May 8, 2025

Voters in Texas resoundingly rejected book bans last weekend. Houston’s Chron described it as a “statement election” and as a “clear protest against titles flying off school library and classroom shelves.”

The Texas Tribune explains just how big a reversal the weekend schoolboard elections were:

Conservative school board candidates across Texas suffered an array of defeats in Saturday’s local elections, marking a clear setback for the Republican-aligned movement to shape how grade school curriculums and library books confront issues of race, sex and gender.

The sweeping losses for conservative school board hopefuls also served as an early sign of potential backlash to the nascent administration of President Donald Trump, ahead of a 2026 midterm in which a number of statewide offices will be on the ballot. Midterm elections historically have spelled trouble for the incumbent president’s party in down-ballot races.

Saturday’s elections saw the defeat of numerous conservative school board trustees in the Tarrant County suburbs surrounding Fort Worth, the epicenter of the state’s recent culture war fights over how students should learn about race and gender. All seven school board candidates in contested races who were endorsed by the Tarrant County Republican Party lost their elections.

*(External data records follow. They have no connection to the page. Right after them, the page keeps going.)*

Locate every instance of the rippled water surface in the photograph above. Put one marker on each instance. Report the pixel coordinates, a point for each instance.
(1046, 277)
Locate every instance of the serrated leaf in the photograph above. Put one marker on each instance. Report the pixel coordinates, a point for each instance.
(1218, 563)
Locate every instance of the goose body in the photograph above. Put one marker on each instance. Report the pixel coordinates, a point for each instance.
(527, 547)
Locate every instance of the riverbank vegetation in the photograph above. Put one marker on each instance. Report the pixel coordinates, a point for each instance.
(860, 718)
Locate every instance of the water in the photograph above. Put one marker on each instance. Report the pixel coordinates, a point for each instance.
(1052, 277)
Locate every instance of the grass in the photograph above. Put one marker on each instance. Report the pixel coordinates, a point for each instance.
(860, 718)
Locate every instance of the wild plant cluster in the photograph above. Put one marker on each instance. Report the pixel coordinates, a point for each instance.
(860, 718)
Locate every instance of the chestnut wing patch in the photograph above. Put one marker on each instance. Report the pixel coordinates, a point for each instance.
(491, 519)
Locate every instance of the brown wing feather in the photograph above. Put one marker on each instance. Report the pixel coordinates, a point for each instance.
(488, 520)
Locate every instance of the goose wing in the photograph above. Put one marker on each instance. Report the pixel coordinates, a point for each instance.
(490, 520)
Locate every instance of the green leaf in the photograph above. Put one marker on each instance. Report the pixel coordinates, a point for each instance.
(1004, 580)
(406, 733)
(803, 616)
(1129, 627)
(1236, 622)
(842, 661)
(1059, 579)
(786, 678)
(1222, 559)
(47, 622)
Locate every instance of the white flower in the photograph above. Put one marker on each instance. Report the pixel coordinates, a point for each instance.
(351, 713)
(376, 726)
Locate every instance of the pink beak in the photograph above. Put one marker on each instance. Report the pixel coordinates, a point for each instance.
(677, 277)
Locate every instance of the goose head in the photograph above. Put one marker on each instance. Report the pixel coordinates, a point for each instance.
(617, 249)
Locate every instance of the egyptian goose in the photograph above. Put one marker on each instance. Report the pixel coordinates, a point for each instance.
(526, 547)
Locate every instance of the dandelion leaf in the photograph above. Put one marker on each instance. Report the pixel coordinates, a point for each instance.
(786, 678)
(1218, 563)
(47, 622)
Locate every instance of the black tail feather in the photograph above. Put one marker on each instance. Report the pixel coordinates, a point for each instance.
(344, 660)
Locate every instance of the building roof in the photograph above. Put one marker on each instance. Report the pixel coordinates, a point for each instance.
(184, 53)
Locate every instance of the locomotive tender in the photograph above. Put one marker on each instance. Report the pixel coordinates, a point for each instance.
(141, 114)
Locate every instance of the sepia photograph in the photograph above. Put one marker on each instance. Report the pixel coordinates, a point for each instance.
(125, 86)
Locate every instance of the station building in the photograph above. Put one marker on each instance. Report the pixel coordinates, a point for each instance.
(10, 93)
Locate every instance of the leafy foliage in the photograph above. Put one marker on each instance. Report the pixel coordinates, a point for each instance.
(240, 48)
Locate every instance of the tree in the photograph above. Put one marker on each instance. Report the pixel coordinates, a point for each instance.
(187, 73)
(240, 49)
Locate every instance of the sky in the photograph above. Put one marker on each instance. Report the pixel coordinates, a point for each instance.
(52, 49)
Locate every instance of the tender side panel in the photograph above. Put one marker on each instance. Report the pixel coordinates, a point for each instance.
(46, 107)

The fight dates back to 2022, when a network of conservative donors and groups led by Patriot Mobile Action — a North Texas Christian nationalist PAC funded by a cellphone company — backed a slate of 11 school board candidates around the area, 10 of whom won their elections. That included major gains on the Mansfield ISD board, where the newfound conservative majority gave itself oversight over which library books could be added to school shelves, presaging a proposal now making its way through the Legislature.

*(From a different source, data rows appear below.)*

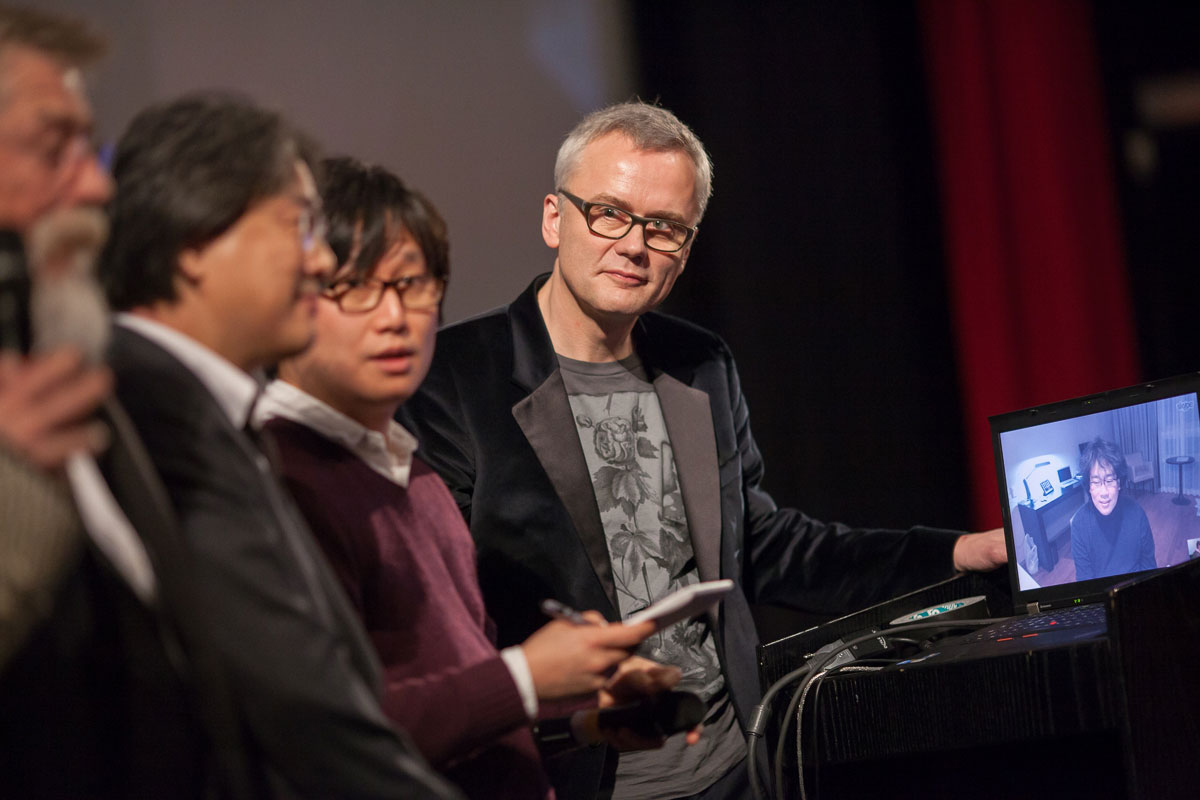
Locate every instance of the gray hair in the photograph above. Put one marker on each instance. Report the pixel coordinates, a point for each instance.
(66, 40)
(651, 127)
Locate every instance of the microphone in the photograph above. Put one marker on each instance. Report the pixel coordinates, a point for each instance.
(15, 289)
(653, 717)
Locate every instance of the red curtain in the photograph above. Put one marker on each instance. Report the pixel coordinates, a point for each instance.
(1037, 280)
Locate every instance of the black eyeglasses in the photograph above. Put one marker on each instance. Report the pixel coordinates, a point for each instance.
(415, 293)
(609, 221)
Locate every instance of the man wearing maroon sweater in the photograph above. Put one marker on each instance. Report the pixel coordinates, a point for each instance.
(385, 519)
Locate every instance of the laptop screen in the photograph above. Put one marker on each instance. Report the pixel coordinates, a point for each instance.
(1099, 488)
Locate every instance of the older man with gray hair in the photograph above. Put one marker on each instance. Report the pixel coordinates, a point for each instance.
(601, 453)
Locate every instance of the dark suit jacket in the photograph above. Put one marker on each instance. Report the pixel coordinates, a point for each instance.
(129, 690)
(300, 666)
(495, 420)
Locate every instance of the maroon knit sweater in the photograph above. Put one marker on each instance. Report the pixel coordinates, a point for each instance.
(408, 564)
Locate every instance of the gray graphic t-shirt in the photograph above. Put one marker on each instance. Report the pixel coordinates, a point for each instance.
(633, 470)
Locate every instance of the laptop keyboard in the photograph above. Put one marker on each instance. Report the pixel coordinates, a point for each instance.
(1019, 626)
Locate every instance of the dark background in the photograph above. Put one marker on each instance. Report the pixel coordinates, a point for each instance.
(820, 258)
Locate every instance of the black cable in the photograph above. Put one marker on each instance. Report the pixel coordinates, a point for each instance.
(814, 667)
(790, 714)
(757, 726)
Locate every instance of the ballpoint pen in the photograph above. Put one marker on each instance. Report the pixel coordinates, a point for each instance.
(561, 611)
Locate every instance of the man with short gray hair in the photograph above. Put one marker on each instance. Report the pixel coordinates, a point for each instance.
(601, 453)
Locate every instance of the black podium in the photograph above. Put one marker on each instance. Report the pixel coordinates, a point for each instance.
(1116, 716)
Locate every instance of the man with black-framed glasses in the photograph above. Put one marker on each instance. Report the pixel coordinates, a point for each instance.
(387, 522)
(215, 264)
(601, 453)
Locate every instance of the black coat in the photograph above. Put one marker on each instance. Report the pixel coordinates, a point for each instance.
(300, 667)
(495, 420)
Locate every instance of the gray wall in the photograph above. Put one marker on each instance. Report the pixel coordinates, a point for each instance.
(466, 101)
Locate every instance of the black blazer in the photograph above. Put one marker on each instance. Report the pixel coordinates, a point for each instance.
(301, 668)
(495, 420)
(129, 690)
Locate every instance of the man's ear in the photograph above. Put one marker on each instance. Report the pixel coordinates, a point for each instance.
(550, 220)
(191, 265)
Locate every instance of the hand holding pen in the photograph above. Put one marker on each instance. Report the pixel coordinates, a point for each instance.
(577, 653)
(561, 611)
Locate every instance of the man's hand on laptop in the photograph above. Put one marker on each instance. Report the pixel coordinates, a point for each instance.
(981, 552)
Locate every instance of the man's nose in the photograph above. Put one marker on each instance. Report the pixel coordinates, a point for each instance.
(319, 260)
(90, 186)
(633, 244)
(391, 310)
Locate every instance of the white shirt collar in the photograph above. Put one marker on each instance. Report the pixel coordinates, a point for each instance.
(233, 388)
(390, 455)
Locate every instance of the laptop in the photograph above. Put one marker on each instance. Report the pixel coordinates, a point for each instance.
(1073, 535)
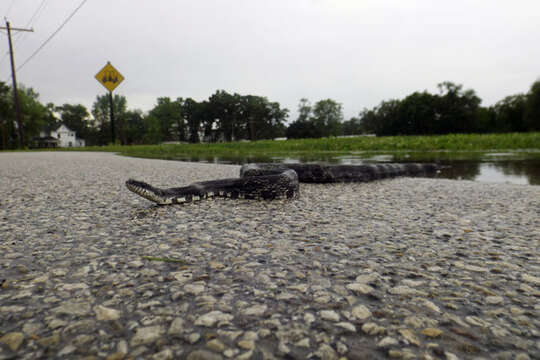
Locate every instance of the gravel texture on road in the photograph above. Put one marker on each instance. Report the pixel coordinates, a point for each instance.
(405, 268)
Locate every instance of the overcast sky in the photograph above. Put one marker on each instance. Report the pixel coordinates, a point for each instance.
(357, 52)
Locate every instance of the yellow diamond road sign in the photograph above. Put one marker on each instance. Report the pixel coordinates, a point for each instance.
(109, 77)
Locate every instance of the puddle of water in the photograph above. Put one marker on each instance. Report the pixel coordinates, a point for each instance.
(507, 167)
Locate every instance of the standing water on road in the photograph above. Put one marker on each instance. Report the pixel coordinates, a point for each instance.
(516, 167)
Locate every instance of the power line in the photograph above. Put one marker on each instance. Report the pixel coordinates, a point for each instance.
(35, 13)
(9, 8)
(52, 35)
(21, 35)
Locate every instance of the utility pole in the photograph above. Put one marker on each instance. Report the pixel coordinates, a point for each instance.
(14, 79)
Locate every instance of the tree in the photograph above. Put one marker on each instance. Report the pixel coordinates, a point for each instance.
(168, 115)
(323, 119)
(6, 118)
(35, 114)
(194, 114)
(101, 114)
(75, 117)
(353, 126)
(417, 114)
(532, 108)
(327, 117)
(510, 114)
(302, 127)
(456, 109)
(133, 127)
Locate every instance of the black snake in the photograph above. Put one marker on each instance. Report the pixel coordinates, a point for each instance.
(275, 181)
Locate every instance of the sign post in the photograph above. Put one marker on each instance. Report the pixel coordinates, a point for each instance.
(110, 78)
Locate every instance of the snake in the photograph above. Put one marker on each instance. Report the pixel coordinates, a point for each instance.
(268, 181)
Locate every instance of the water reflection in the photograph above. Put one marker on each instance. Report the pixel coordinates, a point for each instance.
(488, 167)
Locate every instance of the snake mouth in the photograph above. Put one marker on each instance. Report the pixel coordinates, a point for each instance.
(147, 191)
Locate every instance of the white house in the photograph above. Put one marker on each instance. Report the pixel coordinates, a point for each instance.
(67, 137)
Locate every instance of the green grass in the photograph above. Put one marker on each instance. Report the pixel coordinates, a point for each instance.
(320, 149)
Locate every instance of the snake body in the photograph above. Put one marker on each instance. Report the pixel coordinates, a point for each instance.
(275, 181)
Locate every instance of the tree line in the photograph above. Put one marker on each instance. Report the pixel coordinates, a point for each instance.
(231, 117)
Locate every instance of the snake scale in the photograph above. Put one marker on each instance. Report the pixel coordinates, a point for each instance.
(275, 181)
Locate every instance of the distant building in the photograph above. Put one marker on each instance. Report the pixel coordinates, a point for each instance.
(61, 137)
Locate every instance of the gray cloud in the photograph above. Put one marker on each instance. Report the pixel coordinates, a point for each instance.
(355, 52)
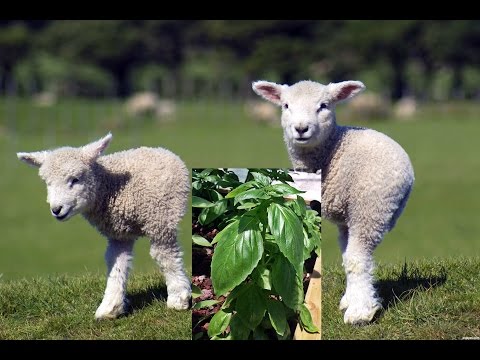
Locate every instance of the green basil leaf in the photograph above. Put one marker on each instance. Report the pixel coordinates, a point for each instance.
(235, 256)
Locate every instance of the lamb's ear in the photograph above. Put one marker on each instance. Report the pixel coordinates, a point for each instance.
(93, 150)
(345, 90)
(269, 91)
(34, 159)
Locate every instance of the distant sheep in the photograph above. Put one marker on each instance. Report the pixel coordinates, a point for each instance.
(369, 106)
(125, 195)
(405, 108)
(148, 103)
(366, 178)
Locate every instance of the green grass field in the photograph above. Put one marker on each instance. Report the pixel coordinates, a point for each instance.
(63, 308)
(439, 221)
(434, 299)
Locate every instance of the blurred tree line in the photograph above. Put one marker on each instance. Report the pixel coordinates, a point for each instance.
(429, 59)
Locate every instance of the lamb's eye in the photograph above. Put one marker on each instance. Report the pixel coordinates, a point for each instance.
(321, 107)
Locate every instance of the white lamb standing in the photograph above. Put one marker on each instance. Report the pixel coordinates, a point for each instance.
(366, 178)
(125, 195)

It wasn’t just in Tarrant County that the book banners lost. The “wipeout also extended to the Houston area,” the Tribune noted.

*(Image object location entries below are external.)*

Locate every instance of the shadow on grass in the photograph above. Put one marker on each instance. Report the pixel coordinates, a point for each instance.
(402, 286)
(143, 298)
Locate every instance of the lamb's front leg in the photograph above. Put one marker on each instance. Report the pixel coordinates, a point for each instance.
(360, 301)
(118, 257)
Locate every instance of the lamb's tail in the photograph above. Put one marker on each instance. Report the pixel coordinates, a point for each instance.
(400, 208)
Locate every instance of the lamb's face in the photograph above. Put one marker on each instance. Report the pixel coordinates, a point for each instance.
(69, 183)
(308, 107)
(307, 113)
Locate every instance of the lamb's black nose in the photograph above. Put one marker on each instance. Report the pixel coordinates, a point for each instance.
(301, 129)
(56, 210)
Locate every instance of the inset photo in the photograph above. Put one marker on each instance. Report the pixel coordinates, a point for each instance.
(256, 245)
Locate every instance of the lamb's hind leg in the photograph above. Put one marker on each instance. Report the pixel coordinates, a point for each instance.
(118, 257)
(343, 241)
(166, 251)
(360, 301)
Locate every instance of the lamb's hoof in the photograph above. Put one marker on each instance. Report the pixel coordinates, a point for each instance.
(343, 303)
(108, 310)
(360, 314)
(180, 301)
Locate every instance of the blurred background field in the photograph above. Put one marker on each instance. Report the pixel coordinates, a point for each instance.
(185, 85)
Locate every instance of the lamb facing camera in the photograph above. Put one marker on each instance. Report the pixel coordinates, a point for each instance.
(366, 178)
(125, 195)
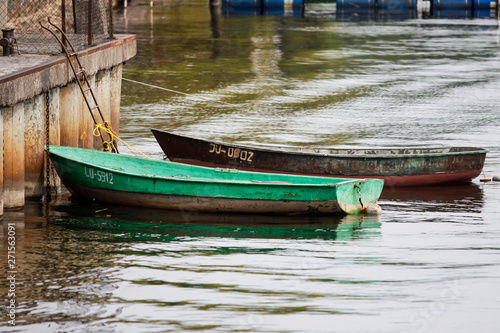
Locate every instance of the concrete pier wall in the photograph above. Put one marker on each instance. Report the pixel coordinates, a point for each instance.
(25, 83)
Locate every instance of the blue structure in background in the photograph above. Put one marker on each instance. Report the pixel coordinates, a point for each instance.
(263, 7)
(366, 9)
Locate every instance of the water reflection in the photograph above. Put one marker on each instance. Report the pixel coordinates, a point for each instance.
(465, 198)
(134, 224)
(66, 276)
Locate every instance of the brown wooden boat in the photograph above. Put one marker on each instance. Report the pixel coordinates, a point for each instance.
(397, 166)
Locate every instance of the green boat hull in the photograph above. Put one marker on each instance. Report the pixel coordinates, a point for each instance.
(127, 180)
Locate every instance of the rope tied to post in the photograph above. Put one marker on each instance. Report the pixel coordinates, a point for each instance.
(110, 145)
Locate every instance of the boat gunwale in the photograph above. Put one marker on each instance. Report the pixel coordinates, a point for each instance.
(293, 150)
(218, 180)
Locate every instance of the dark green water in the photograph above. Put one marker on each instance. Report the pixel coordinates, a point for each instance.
(429, 263)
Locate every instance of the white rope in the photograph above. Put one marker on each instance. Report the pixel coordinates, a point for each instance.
(174, 91)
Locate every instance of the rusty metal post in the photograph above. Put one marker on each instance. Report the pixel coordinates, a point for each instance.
(63, 20)
(111, 23)
(89, 18)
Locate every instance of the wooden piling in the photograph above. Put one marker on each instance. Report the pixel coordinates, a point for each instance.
(115, 95)
(1, 164)
(34, 140)
(70, 99)
(13, 153)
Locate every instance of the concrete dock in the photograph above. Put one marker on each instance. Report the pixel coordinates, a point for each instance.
(32, 83)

Political science professor Jon Taylor, of the University of Texas at San Antonio, said he is not convinced these results point to a big year for Democrats in 2026 given the low turnout. “That said, if I were the Republicans, I would be at least a little bit worried,” he told the Tribune.

But Texas’ conservative activist Carlos Turcios called the results “horrible news” in a Xitter post, the Tribune also reported.

It all adds up to great news for those of us who reject book banning and believe in the freedom to read.

Now we just have to hope that Texas’ already-struggling public schools survive the newly-imposed school vouchers.